Если его темперамент не был приспособлен к суровым условиям старшего американского мира, то вполне могло быть, что его темперамент был не совсем неправ. Если это лишало его определенных жизненных опытов, то это было источником того, что было наиболее восхитительным в его личности и, возможно, наиболее прекрасным в его таланте. Это позволяло ему делать то, что он делал, не испытывая при этом мучений из-за того, чего он не делал и, по правде говоря, не мог. Его талант не был легким даром; он признавался, что часто день за днем подходил к своему столу и садился перед той желтой почтовой бумагой, на которой любил писать свою литературу, тем своим изысканно утонченным почерком, не будучи в состоянии написать ни строчки.
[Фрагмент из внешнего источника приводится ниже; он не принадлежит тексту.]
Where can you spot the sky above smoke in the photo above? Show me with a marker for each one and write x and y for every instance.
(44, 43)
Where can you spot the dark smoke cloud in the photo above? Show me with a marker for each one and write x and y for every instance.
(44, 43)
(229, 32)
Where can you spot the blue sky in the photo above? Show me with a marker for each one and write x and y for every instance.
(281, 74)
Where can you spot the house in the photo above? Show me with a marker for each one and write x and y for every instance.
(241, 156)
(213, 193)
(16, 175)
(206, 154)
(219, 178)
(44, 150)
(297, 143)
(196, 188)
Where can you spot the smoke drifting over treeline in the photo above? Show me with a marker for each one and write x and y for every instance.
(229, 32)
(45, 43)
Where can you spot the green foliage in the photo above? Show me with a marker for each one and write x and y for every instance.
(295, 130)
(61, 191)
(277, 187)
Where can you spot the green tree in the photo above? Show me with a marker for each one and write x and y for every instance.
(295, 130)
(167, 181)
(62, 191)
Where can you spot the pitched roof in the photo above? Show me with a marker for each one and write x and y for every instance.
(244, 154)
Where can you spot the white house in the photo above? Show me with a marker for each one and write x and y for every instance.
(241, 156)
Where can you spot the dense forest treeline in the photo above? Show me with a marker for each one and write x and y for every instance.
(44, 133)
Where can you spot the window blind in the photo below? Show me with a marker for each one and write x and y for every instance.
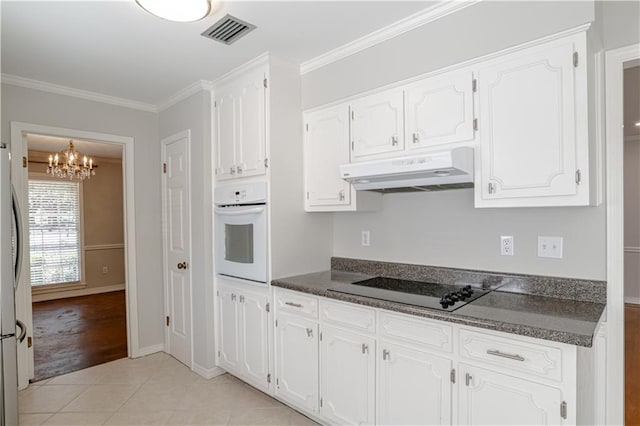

Можно признать за него, что, хотя он приехал на Восток в тридцать четыре года, что должно было быть самым расцветом его сил, он, казалось, прибыл тогда, когда возраст наблюдения для него уже прошел. Он не видел ничего правильно — ни в Ньюпорте, где он поселился, ни в Нью-Йорке, где он жил, ни во время тех лекционных турне, которые возили его по всей стране; или если он видел это правильно, он не мог описать это правильно, или не хотел. После неоднократных и почти неизменных неудач в попытках описать новые характеры и обстоятельства, с которыми он сталкивался, он оставил эти попытки и откровенно вернулся к полумифической Калифорнии, которую он наполовину открыл, наполовину создал, и писал Брета Гарта снова и снова, пока жил. Это, делал ли он это инстинктивно или сознательно, было лучшим, что он мог сделать, и это почти полностью удовлетворяло ненасытную английскую фантазию о дикой Америке, которую уже нельзя было найти на нашей карте.